Slowly, both hands clasped round the brown egg-bowl, she returned to the house.
The relationship between Ellie and Florian develops and they take to meeting in the crumbling gate-lodge of a derelict grand old house. But they are not wholly unobserved. Local busybody Miss Connulty sees they are up to no good, and the crazy old wise man Orpen Wells, who lives in a confused timeless world, senses something is up too. Florian’s intentions aren’t particularly honourable, planning on selling up his own decaying house, inherited from his bohemian parents, and leaving for Scandinavia; he is not so much in love with Ellie as enjoying her innocent love for him. We know it can only end badly … and yet, this is what is so clever about the book: although the atmosphere is suffused with the quiet melancholy of sadness and compromise, subtle strains of happiness begin to surface.
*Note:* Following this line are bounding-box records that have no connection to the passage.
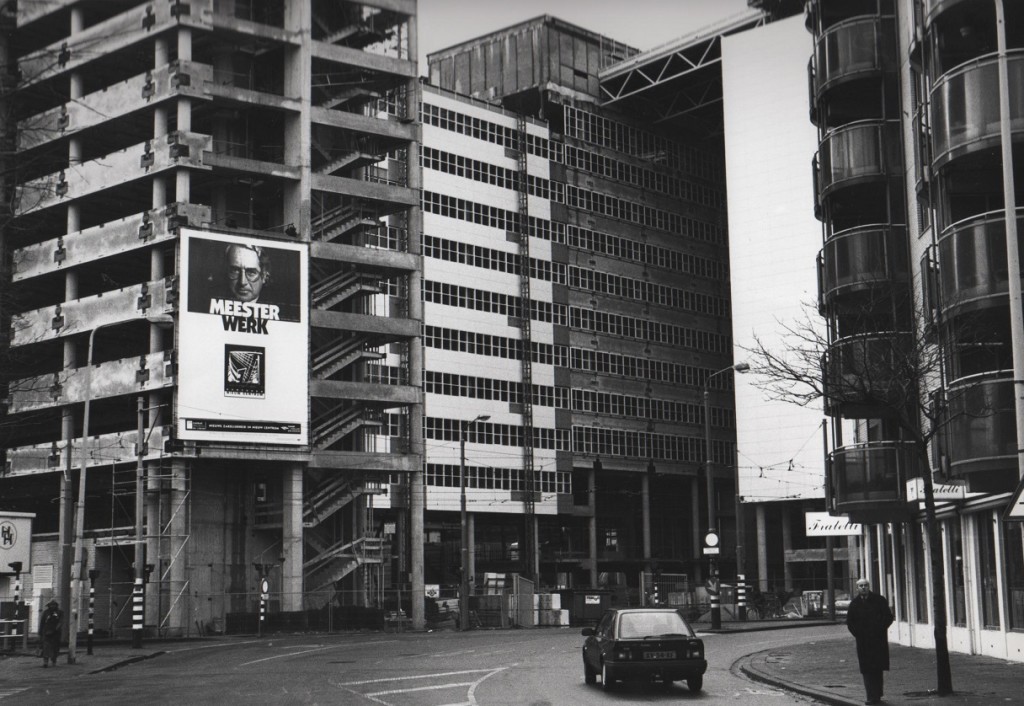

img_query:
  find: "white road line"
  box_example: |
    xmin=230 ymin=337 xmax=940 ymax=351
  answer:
xmin=239 ymin=639 xmax=398 ymax=667
xmin=469 ymin=664 xmax=507 ymax=706
xmin=362 ymin=677 xmax=477 ymax=697
xmin=164 ymin=639 xmax=266 ymax=655
xmin=338 ymin=667 xmax=505 ymax=687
Take busybody Miss Connulty, for instance. When she was a young woman, a doomed love affair meant her father took her to have an abortion. Her mother called them both murderers and then spent the rest of her life punishing them. Her mother’s funeral is at the beginning of the novel and so, at last, Miss Connulty is able to come into her own, running the family’s guest house how she’d like, rather than according to her mother’s instructions, and wearing her much-coveted jewellery. When she suspects Ellie and Florian are up to no good, at first she presses her brother to interfere. Her brother reflects, ‘it might be her mother talking, expressions used he hadn’t heard since the time of the trouble’. Miss Connulty is set to continue in the pattern of her mother – fierce disapproval, interference, judging Ellie for her lost innocence … but then she changes. She decides instead to help her:
If there’s a child don’t let anyone take the child away from you. Born as Dillahan’s own since he believed it was, the child would make a family man of him again, and make the farmhouse different. And her own friendship with Ellie Dillahan would not be strained … the friendship would be closer, both of them knowing it could be, neither of them saying what should not be said and never would be.
It is a moment of redemption, of choosing to go against the grain of what is expected of her and in helping another, so helping herself. This refusal to follow the expected path occurs again and again in the book. Trevor sets up an expectation of what his characters will do, and then quietly confounds it. And in all its essential anti-drama, it makes for unsettling, brilliant reading. As I pointed out, in a moment of inspiration during yesterday’s walk: It’s not Downton Abbey. The dramatic plot lines involving drowning or eloping or suicide are all pointed to but not fulfilled. It’s a beautiful, subtle, poignant and minutely observed portrait of lives invented for their essential reality rather than spurious fiction. (Not that I’m not looking forward to the new series of Downton!)